Assim, no estágio evolutivo em que vivemos, no qual a maldade e a perversidade ainda grassam em nosso orbe, porém, de forma mais sub-reptícia, camuflada, com menor incidência de antagonismos claros e ostensivos, ao menos nas sociedades mais civilizadas, o inimigo a que o Cristo se referia não deve ser entendido tão somente como o “contrário”, o “antagonista”, a “encarnação do mal” em nossas vidas, mas, igualmente, como todas aquelas pessoas que, de algum modo, nutrem por nós, ou que nós nutrimos por elas, qualquer nível de antipatia, desde as mais graves e perigosas até as mais simples, com as quais nos deparamos no dia-a-dia e que se verificam, frequentemente, no ambiente do trabalho, no âmbito familiar, nas relações de vizinhança, no uso das redes sociais, no trânsito, ou seja, em qualquer momento de interação com as demais pessoas em sociedade.

Nesse sentido, o “inimigo” pode ser aquele vizinho com o qual nos antipatizamos, por gostar de ouvir música em alto volume em horário inadequado; aquele colega de trabalho que, não obstante entendermos ser menos competente do que nós, foi promovido por merecimento, enquanto permanecemos estáticos na carreira; pode ser aquela(e) ex-namorada(o) que não conseguimos mais olhar no rosto, por fatos ocorridos no passado, apesar de sabida a necessidade de conceder-lhe perdão, entre inúmeras outras situações da realidade social que enfrentamos enquanto encarnados no vaso corpóreo.

A Doutrina Espírita nos demonstra com clareza que essas antipatias podem ser angariadas originalmente na presente reencarnação ou, também, o que é muito comum, podem derivar de vidas passadas, as quais se fazem ainda presentes justamente por não as termos resolvido quando oportuno, restando inteiramente intactas as hostilidades do passado ou, dado o progresso já realizado, ressurgem como resquícios de inimizades capitais existentes em vidas anteriores.

Igualmente, o Espiritismo joga luz sobre outro fenômeno que encontra nas inimizades do passado uma de suas principais origens: a obsessão levada a efeito por espíritos sobre outros, encarnados ou desencarnados.

O Codificador, no aludido Capítulo XII de O Evangelho segundo o Espiritismo, dedicou especial atenção a essa forma de inimizade, destacando, no item "Os inimigos desencarnados", que se pode ter inimigos entre os encarnados e os desencarnados e que os "inimigos do mundo invisível manifestam a sua maldade por meio das obsessões e subjugações, as quais tantas pessoas estão expostas, e que representam algumas das provas da vida"[4]

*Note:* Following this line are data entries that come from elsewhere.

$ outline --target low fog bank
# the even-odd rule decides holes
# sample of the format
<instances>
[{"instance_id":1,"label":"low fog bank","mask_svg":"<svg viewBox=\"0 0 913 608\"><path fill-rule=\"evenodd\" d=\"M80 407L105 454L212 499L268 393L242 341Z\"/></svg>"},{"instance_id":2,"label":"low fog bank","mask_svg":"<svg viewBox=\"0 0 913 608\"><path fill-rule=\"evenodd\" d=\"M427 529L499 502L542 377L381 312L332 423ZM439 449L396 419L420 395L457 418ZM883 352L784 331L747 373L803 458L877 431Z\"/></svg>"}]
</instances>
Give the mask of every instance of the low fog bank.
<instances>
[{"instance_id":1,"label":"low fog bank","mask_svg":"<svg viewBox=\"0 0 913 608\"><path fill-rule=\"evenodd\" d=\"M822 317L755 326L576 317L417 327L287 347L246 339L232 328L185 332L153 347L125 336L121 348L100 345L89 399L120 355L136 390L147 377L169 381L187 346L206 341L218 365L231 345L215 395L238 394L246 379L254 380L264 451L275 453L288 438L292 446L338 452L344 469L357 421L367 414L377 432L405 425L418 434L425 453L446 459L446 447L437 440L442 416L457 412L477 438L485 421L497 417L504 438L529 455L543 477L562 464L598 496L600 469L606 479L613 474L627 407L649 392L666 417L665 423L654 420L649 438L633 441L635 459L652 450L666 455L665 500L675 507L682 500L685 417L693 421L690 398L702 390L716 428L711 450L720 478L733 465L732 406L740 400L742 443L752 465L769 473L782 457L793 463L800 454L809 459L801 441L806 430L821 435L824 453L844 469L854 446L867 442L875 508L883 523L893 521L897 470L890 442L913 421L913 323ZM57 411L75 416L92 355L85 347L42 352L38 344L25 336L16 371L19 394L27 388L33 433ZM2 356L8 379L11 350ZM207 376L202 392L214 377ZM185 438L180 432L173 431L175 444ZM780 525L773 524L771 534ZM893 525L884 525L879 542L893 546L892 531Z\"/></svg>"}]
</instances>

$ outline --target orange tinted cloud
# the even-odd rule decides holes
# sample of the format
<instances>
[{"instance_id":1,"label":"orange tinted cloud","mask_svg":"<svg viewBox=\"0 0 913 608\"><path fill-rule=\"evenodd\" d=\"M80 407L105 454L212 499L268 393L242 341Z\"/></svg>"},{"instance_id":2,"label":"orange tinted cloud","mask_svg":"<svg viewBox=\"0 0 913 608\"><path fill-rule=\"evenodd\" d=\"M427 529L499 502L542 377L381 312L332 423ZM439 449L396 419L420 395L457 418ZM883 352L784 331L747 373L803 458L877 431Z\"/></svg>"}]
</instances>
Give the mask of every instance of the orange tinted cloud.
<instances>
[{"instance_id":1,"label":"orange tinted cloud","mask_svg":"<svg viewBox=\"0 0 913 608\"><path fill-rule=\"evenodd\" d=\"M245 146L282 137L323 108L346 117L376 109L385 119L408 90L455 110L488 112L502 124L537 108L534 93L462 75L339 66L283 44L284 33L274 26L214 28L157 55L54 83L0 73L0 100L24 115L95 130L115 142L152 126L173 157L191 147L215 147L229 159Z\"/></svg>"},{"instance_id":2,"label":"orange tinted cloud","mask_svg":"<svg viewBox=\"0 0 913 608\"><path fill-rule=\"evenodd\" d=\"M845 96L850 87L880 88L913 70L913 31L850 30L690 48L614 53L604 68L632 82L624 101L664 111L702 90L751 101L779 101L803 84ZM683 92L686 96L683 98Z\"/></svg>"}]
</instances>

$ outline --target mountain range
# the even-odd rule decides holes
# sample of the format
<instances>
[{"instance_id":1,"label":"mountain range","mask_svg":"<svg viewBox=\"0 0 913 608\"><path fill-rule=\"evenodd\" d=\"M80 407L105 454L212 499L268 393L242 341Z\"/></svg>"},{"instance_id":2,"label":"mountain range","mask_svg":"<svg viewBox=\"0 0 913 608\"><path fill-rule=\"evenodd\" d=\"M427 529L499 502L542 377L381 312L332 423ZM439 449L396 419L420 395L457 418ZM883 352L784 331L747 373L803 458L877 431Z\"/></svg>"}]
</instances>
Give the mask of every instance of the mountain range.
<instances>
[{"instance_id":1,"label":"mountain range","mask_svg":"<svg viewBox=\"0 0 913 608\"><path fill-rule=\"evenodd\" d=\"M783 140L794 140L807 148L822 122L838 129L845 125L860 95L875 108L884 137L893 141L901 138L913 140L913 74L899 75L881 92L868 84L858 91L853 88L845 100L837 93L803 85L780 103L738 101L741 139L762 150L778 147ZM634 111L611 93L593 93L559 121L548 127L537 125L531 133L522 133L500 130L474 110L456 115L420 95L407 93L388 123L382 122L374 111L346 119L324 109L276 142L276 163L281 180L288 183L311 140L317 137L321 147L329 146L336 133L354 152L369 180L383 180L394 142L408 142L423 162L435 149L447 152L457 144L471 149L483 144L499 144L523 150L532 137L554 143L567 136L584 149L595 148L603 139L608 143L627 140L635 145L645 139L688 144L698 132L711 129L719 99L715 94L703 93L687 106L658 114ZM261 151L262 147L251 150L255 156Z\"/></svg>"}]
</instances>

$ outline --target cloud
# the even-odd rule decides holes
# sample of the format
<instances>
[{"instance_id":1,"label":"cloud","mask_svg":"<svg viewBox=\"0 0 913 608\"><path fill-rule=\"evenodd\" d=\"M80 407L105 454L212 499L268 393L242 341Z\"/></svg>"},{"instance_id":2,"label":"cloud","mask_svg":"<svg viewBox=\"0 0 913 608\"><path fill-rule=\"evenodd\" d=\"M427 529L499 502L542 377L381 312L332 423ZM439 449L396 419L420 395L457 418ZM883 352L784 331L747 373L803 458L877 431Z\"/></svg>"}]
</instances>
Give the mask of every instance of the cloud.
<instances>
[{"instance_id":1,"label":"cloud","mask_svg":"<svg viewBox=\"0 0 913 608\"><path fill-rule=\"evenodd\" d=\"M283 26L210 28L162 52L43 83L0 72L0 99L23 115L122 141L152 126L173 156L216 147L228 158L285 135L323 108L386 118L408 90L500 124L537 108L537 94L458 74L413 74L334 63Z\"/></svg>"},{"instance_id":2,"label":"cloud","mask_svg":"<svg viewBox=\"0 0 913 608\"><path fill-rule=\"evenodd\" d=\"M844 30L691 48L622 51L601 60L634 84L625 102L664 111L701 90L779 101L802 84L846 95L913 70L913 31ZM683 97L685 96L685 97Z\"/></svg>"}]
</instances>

É de se ressaltar que a temática da obsessão conta com vasta literatura espírita, merecendo destaque, dentre outras, as obras de Manoel Philomeno de Miranda (Espírito), pela psicografia de Divaldo P. Franco, que descortinam diversos exemplos dos efeitos malévolos da obsessão de espíritos perversos em face de inimigos encarnados, encontrando por móvel propulsor de suas maldades as desavenças, antipatias ou mágoas de vidas passadas.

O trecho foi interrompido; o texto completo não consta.